La crise du covid est avant tout une grande crise sociale, donc un puissant accélérateur et révélateur des tendances lourdes de la société : surexploitation, contrôle social, paupérisation, réduction de la vie sociale aux seules activités sources de profit (produire de la merde/vendre de la merde/acheter de la merde), liquidation des droits démocratiques (par la réduction de ces droits à d’impuissants simulacres), etc. Il en résulte deux conséquences, contradictoires et étroitement liées :
- Notre manière de faire de la politique a été bouleversée, ce qui nous met à l’épreuve : plus moyen de se rassembler, de manifester, d’occuper la rue comme avant. Deux voies étaient possibles et combinables : soit retrouver les méthodes des périodes de grandes répressions (se réunir et agir en cachette, agir par surprise, provoquer ponctuellement un rapport de force en notre faveur, se soustraire à la répression en se soustrayant au flicage, etc), soit exploiter à fond les dernières méthodes autorisées (visioconférences, réseaux sociaux, etc.)
- La base sociale de la lutte révolutionnaire s’est élargie et radicalisée : toutes les forces révolutionnaires que nous connaissons ont intégré de nouveaux membres et élargi leur cercle sympathisant. Ce phénomène concerne tous les courants politiques et toutes les formes d’organisation (centralisées, horizontales, affinitaires…). Même les forces qui ont réagi a minima (désertant la rue, s’enfermant sur internet), ont connu un développement ! C’est donc le positionnement révolutionnaire qui trouve un nouvel écho : derrière le virus, c’est le système qui est de plus en plus largement perçu comme le problème. Évitons-donc de surestimer nos choix respectifs.
Les ouvertures que la crise offre à la gauche révolutionnaire pèsent plus que les difficultés qu’elle crée, et les conditions sont donc favorables à notre lutte, ce qui nous place face à une occasion historique.
La saisir exige d’abord d’admettre nos défauts pour les dépasser : sectarisme (à chacun sa petite boutique), arrogance (« nous sommes les vrais révolutionnaires »), lâcheté (devant la violence, devant la répression), encroûtement (perpétuation machinale des mêmes pratiques, radotage sans fin des mêmes discours…), perméabilité aux processus de récupération du système (quand les initiatives d’auto-organisation populaire deviennent de l’associatif subventionné), dépendance culturelle envers la bourgeoise, incapacité à s’auto-organiser collectivement pour répondre aux problèmes qui apparaissent en notre sein (sexisme, racisme,…)

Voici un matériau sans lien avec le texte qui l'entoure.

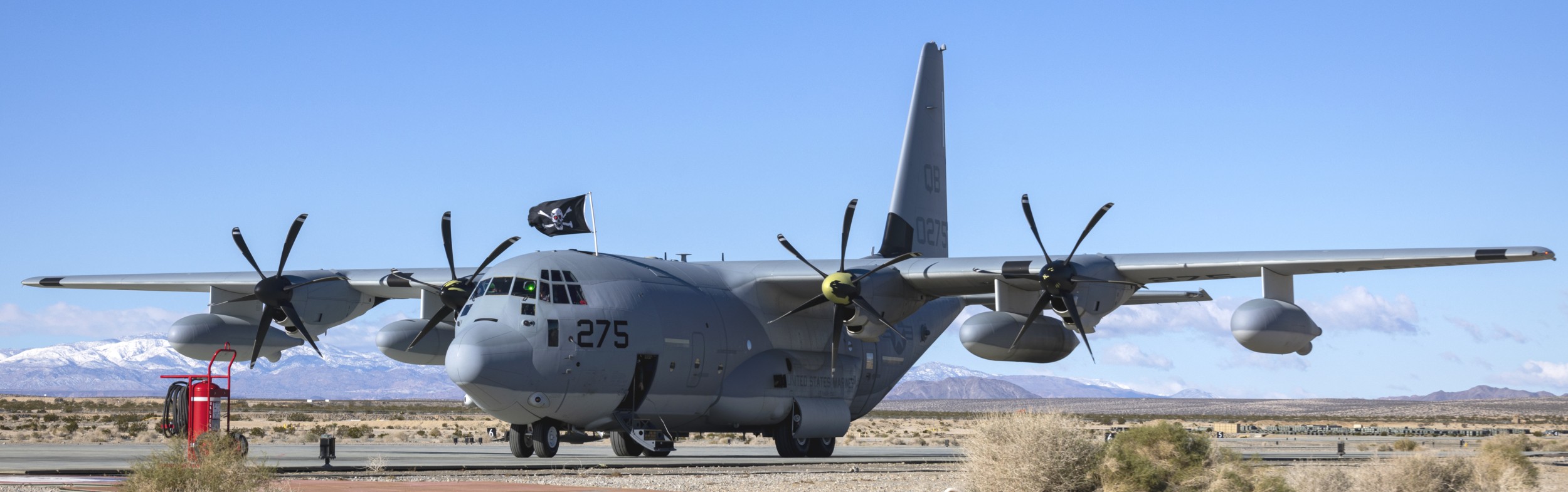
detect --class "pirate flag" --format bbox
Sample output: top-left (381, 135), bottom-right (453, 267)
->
top-left (529, 194), bottom-right (593, 237)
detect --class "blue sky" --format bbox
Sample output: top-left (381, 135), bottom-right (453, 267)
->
top-left (0, 2), bottom-right (1568, 397)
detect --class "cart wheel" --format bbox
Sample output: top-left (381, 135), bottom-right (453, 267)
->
top-left (229, 431), bottom-right (251, 456)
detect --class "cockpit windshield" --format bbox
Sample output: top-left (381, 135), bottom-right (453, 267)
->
top-left (485, 278), bottom-right (511, 296)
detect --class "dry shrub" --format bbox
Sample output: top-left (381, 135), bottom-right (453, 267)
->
top-left (1286, 467), bottom-right (1357, 492)
top-left (965, 414), bottom-right (1101, 492)
top-left (1357, 454), bottom-right (1474, 492)
top-left (1474, 436), bottom-right (1540, 492)
top-left (1203, 447), bottom-right (1294, 492)
top-left (1096, 422), bottom-right (1214, 492)
top-left (119, 432), bottom-right (278, 492)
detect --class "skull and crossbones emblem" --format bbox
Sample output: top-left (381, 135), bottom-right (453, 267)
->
top-left (539, 207), bottom-right (577, 231)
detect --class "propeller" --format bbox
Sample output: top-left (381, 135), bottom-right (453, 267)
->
top-left (392, 212), bottom-right (522, 350)
top-left (1012, 194), bottom-right (1116, 360)
top-left (229, 213), bottom-right (348, 369)
top-left (768, 199), bottom-right (921, 372)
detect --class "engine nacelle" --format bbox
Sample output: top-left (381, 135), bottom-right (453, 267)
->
top-left (1231, 300), bottom-right (1323, 356)
top-left (958, 310), bottom-right (1078, 364)
top-left (169, 313), bottom-right (304, 362)
top-left (376, 320), bottom-right (457, 365)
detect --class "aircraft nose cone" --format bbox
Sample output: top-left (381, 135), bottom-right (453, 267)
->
top-left (447, 322), bottom-right (543, 411)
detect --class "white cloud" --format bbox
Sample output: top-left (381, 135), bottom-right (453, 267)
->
top-left (1094, 298), bottom-right (1245, 337)
top-left (1220, 350), bottom-right (1313, 372)
top-left (0, 303), bottom-right (190, 340)
top-left (1096, 287), bottom-right (1421, 338)
top-left (1099, 343), bottom-right (1172, 370)
top-left (1443, 317), bottom-right (1530, 343)
top-left (1493, 360), bottom-right (1568, 389)
top-left (1298, 287), bottom-right (1421, 335)
top-left (309, 312), bottom-right (413, 353)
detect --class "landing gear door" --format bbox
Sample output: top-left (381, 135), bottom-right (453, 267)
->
top-left (845, 337), bottom-right (880, 417)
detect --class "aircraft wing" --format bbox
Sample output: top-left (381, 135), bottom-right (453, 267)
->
top-left (891, 246), bottom-right (1557, 296)
top-left (1106, 246), bottom-right (1557, 284)
top-left (22, 268), bottom-right (458, 300)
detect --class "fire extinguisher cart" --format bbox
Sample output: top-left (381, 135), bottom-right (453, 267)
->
top-left (159, 343), bottom-right (251, 459)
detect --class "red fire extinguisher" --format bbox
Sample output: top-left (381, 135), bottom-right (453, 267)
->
top-left (159, 343), bottom-right (251, 459)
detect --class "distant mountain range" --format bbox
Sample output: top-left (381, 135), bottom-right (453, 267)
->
top-left (0, 334), bottom-right (463, 400)
top-left (887, 362), bottom-right (1214, 400)
top-left (1379, 384), bottom-right (1557, 401)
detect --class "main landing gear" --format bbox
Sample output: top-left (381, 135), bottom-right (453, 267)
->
top-left (773, 412), bottom-right (839, 458)
top-left (610, 432), bottom-right (674, 458)
top-left (507, 422), bottom-right (561, 458)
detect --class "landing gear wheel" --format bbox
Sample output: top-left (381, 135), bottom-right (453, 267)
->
top-left (610, 432), bottom-right (646, 456)
top-left (806, 437), bottom-right (839, 458)
top-left (643, 441), bottom-right (676, 458)
top-left (533, 422), bottom-right (561, 458)
top-left (507, 423), bottom-right (533, 458)
top-left (773, 412), bottom-right (811, 458)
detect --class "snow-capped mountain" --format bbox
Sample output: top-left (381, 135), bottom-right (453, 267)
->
top-left (0, 334), bottom-right (463, 400)
top-left (899, 362), bottom-right (996, 381)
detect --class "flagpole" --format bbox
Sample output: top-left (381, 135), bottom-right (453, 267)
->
top-left (588, 191), bottom-right (599, 256)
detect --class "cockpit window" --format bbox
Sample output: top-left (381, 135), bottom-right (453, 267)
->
top-left (551, 284), bottom-right (574, 304)
top-left (485, 278), bottom-right (511, 296)
top-left (511, 279), bottom-right (539, 300)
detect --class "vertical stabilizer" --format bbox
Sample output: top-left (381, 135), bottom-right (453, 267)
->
top-left (877, 43), bottom-right (947, 259)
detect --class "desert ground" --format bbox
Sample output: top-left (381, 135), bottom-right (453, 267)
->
top-left (0, 397), bottom-right (1568, 492)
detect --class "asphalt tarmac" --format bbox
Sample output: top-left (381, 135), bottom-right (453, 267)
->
top-left (0, 444), bottom-right (963, 475)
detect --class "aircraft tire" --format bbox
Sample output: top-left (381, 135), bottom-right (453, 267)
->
top-left (533, 422), bottom-right (561, 458)
top-left (507, 425), bottom-right (533, 458)
top-left (773, 419), bottom-right (811, 458)
top-left (643, 442), bottom-right (674, 458)
top-left (610, 432), bottom-right (646, 456)
top-left (806, 437), bottom-right (839, 458)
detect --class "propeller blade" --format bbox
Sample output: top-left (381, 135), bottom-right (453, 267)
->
top-left (392, 268), bottom-right (441, 293)
top-left (1062, 291), bottom-right (1110, 362)
top-left (1007, 293), bottom-right (1051, 350)
top-left (780, 234), bottom-right (828, 279)
top-left (408, 306), bottom-right (452, 350)
top-left (768, 295), bottom-right (828, 325)
top-left (284, 276), bottom-right (348, 291)
top-left (207, 295), bottom-right (256, 307)
top-left (251, 304), bottom-right (273, 369)
top-left (278, 213), bottom-right (309, 276)
top-left (442, 212), bottom-right (458, 284)
top-left (1022, 193), bottom-right (1051, 263)
top-left (850, 296), bottom-right (909, 342)
top-left (232, 228), bottom-right (267, 279)
top-left (470, 237), bottom-right (522, 278)
top-left (1068, 204), bottom-right (1115, 262)
top-left (839, 199), bottom-right (861, 271)
top-left (850, 251), bottom-right (921, 284)
top-left (278, 303), bottom-right (326, 359)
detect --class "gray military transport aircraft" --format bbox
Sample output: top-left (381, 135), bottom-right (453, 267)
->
top-left (22, 44), bottom-right (1555, 458)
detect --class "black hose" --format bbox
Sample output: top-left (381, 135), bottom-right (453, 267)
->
top-left (162, 381), bottom-right (190, 437)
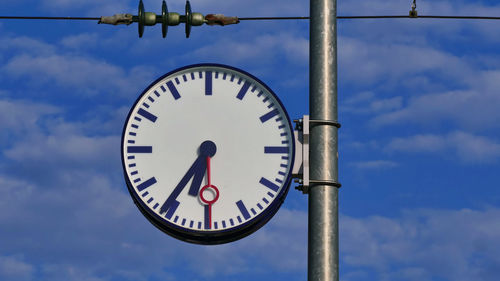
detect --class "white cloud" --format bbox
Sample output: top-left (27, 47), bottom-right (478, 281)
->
top-left (385, 131), bottom-right (500, 163)
top-left (2, 54), bottom-right (147, 96)
top-left (0, 99), bottom-right (60, 133)
top-left (340, 209), bottom-right (500, 281)
top-left (0, 256), bottom-right (34, 281)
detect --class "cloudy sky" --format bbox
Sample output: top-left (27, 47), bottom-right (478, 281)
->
top-left (0, 0), bottom-right (500, 281)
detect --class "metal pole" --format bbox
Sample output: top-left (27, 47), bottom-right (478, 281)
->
top-left (308, 0), bottom-right (339, 281)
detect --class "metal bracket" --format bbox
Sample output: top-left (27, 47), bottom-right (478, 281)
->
top-left (292, 115), bottom-right (342, 194)
top-left (410, 0), bottom-right (418, 18)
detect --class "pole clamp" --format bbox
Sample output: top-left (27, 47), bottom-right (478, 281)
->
top-left (292, 115), bottom-right (342, 194)
top-left (410, 0), bottom-right (418, 18)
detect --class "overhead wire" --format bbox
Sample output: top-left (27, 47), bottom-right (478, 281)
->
top-left (0, 15), bottom-right (500, 21)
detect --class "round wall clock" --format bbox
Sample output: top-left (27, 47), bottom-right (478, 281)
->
top-left (121, 64), bottom-right (295, 244)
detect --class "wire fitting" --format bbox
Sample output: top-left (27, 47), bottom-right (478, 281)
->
top-left (205, 14), bottom-right (240, 26)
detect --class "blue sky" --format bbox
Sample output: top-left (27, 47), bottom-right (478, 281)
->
top-left (0, 0), bottom-right (500, 281)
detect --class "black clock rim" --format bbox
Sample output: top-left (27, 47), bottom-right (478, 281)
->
top-left (120, 63), bottom-right (295, 245)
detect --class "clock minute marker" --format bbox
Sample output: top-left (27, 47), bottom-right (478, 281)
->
top-left (127, 146), bottom-right (153, 153)
top-left (259, 178), bottom-right (280, 192)
top-left (264, 146), bottom-right (290, 154)
top-left (236, 200), bottom-right (250, 219)
top-left (236, 81), bottom-right (251, 100)
top-left (260, 108), bottom-right (279, 123)
top-left (137, 177), bottom-right (156, 192)
top-left (167, 81), bottom-right (181, 100)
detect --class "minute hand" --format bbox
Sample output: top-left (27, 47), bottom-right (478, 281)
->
top-left (160, 155), bottom-right (207, 218)
top-left (160, 141), bottom-right (217, 219)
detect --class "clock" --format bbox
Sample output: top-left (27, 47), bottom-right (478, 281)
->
top-left (121, 64), bottom-right (295, 244)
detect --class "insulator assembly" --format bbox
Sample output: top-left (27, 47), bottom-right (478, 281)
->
top-left (99, 0), bottom-right (239, 38)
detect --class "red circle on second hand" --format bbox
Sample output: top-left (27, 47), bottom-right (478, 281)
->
top-left (200, 184), bottom-right (219, 205)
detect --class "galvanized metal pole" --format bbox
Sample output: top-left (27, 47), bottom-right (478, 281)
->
top-left (308, 0), bottom-right (339, 281)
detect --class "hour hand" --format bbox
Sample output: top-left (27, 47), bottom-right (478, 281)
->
top-left (160, 141), bottom-right (217, 214)
top-left (188, 141), bottom-right (217, 196)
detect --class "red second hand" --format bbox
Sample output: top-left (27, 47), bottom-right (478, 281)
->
top-left (200, 156), bottom-right (219, 229)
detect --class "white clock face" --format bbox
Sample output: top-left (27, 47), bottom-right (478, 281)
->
top-left (122, 65), bottom-right (294, 244)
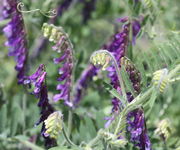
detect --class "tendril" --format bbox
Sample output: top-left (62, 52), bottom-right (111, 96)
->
top-left (17, 2), bottom-right (57, 18)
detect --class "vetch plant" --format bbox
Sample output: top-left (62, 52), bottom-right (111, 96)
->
top-left (0, 0), bottom-right (180, 150)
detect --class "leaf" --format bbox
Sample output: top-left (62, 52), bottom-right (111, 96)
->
top-left (12, 135), bottom-right (44, 150)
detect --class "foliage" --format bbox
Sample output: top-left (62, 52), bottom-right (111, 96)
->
top-left (0, 0), bottom-right (180, 150)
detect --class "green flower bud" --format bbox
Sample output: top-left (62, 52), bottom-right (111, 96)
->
top-left (153, 68), bottom-right (169, 93)
top-left (90, 52), bottom-right (111, 71)
top-left (155, 119), bottom-right (173, 140)
top-left (44, 111), bottom-right (63, 139)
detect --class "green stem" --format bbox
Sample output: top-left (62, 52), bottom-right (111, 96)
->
top-left (168, 64), bottom-right (180, 79)
top-left (62, 128), bottom-right (78, 147)
top-left (92, 50), bottom-right (127, 103)
top-left (87, 129), bottom-right (102, 147)
top-left (68, 110), bottom-right (73, 136)
top-left (22, 92), bottom-right (27, 134)
top-left (114, 87), bottom-right (154, 135)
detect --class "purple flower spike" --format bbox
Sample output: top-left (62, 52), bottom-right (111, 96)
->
top-left (42, 23), bottom-right (74, 107)
top-left (127, 109), bottom-right (151, 150)
top-left (2, 0), bottom-right (27, 84)
top-left (24, 64), bottom-right (56, 147)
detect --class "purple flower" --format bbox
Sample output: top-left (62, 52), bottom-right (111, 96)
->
top-left (24, 64), bottom-right (56, 147)
top-left (3, 0), bottom-right (27, 84)
top-left (132, 20), bottom-right (141, 45)
top-left (127, 109), bottom-right (151, 150)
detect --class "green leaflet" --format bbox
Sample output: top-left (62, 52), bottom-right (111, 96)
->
top-left (103, 81), bottom-right (127, 105)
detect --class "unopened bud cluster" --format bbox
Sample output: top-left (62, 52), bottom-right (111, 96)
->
top-left (90, 52), bottom-right (111, 70)
top-left (153, 68), bottom-right (169, 92)
top-left (155, 119), bottom-right (173, 140)
top-left (44, 111), bottom-right (63, 139)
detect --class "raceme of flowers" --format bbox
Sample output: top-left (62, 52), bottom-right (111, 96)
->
top-left (89, 20), bottom-right (151, 149)
top-left (24, 64), bottom-right (56, 147)
top-left (2, 0), bottom-right (28, 84)
top-left (42, 23), bottom-right (73, 107)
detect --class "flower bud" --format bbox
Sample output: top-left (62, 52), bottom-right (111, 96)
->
top-left (153, 68), bottom-right (169, 93)
top-left (90, 52), bottom-right (111, 71)
top-left (155, 119), bottom-right (173, 140)
top-left (44, 111), bottom-right (63, 139)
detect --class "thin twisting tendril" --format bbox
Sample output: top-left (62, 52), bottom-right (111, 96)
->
top-left (17, 2), bottom-right (57, 18)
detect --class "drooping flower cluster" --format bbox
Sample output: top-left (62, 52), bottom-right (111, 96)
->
top-left (104, 20), bottom-right (130, 112)
top-left (2, 0), bottom-right (27, 84)
top-left (87, 18), bottom-right (151, 150)
top-left (42, 23), bottom-right (73, 107)
top-left (24, 64), bottom-right (55, 147)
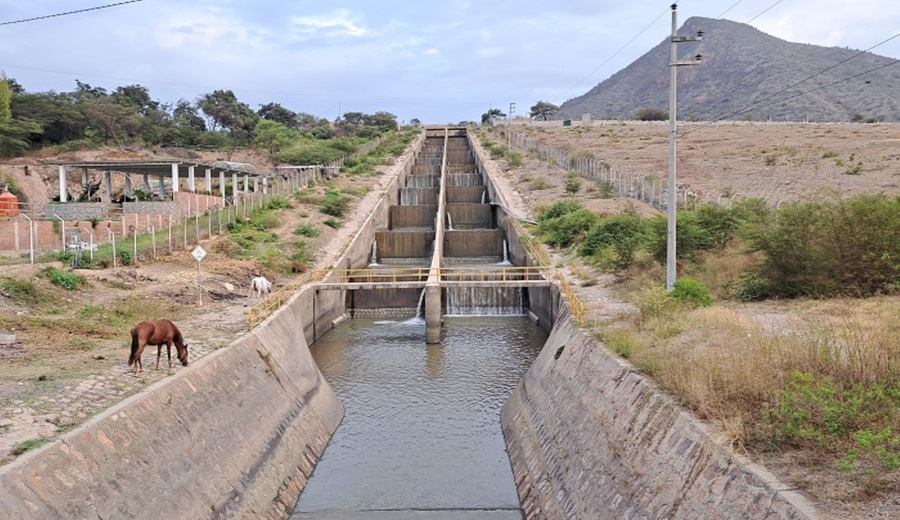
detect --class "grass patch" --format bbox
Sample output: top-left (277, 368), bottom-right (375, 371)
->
top-left (38, 267), bottom-right (85, 291)
top-left (294, 224), bottom-right (322, 238)
top-left (10, 437), bottom-right (50, 456)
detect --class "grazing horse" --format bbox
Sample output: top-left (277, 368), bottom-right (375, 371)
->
top-left (128, 320), bottom-right (187, 375)
top-left (250, 276), bottom-right (272, 298)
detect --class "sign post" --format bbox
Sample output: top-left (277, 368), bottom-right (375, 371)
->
top-left (191, 244), bottom-right (206, 305)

La saisir exige aussi de ne pas croire à un déterminisme historique qui amènerait automatiquement cette sourde mais profonde colère populaire vers une alternative progressiste, collectiviste, internationaliste. Les forces réactionnaires, d’abord tétanisées par la crise du covid, parce que leur cheval de bataille (l’immigration comme source de tous les maux) avait disparu du paysage, a su se redéployer et trouver des thématiques pour proposer leur agenda.
Il faut donc être capables de proposer une alternative vivante et concrète en ces temps de crise, faute de quoi non seulement nous aurons laissé passer cette occasion, mais nous serons balayés comme réalité politique et comme projet social.
Proposer une alternative révolutionnaire vivante et concrète, c’est faire des choix de mobilisation qui lient la théorie à la pratique, qui lient le particulier au général, qui touchent au quotidien en éclairant l’horizon. C’est toujours une dialectique difficile.
Le succès d’initiatives récentes puis les difficultés qu’elles ont rencontrées permettent de tirer une première réflexion et de risquer une généralisation. Plusieurs initiatives de lutte et d’auto-organisation collectives, sortant des cadres habituels, comme le retour en force de l’agenda féministe, les brigades de solidarité populaires, le mouvement zadiste, la campagne de réquisition solidaire, etc., ont connu un moment de rupture offensive soulevant l’enthousiasme, puis l’installation dans une routine qui a entraîné une désaffection, voire une crise (la désaffection exacerbant les contradictions internes). Ces crises ont parfois été directement comprises et traitées (ainsi dans la CRS qui a pensé sa métamorphose pour garder son caractère de rupture), parfois plus indistinctement subies. Cependant, tout met en évidence l’importance de la dimension antagoniste et offensive dans nos choix.
Assumer une position de rupture et d’antagonisme, faire vivre et développer l’alternative révolutionnaire, desserrer l’étau de nos limites et des mesures policières pour passer à l’offensive sur les enjeux exacerbés par la crise, voilà quel doit être notre agenda, notre perspective stratégique commune, en ce jour symbolique du 1er mai plus que jamais.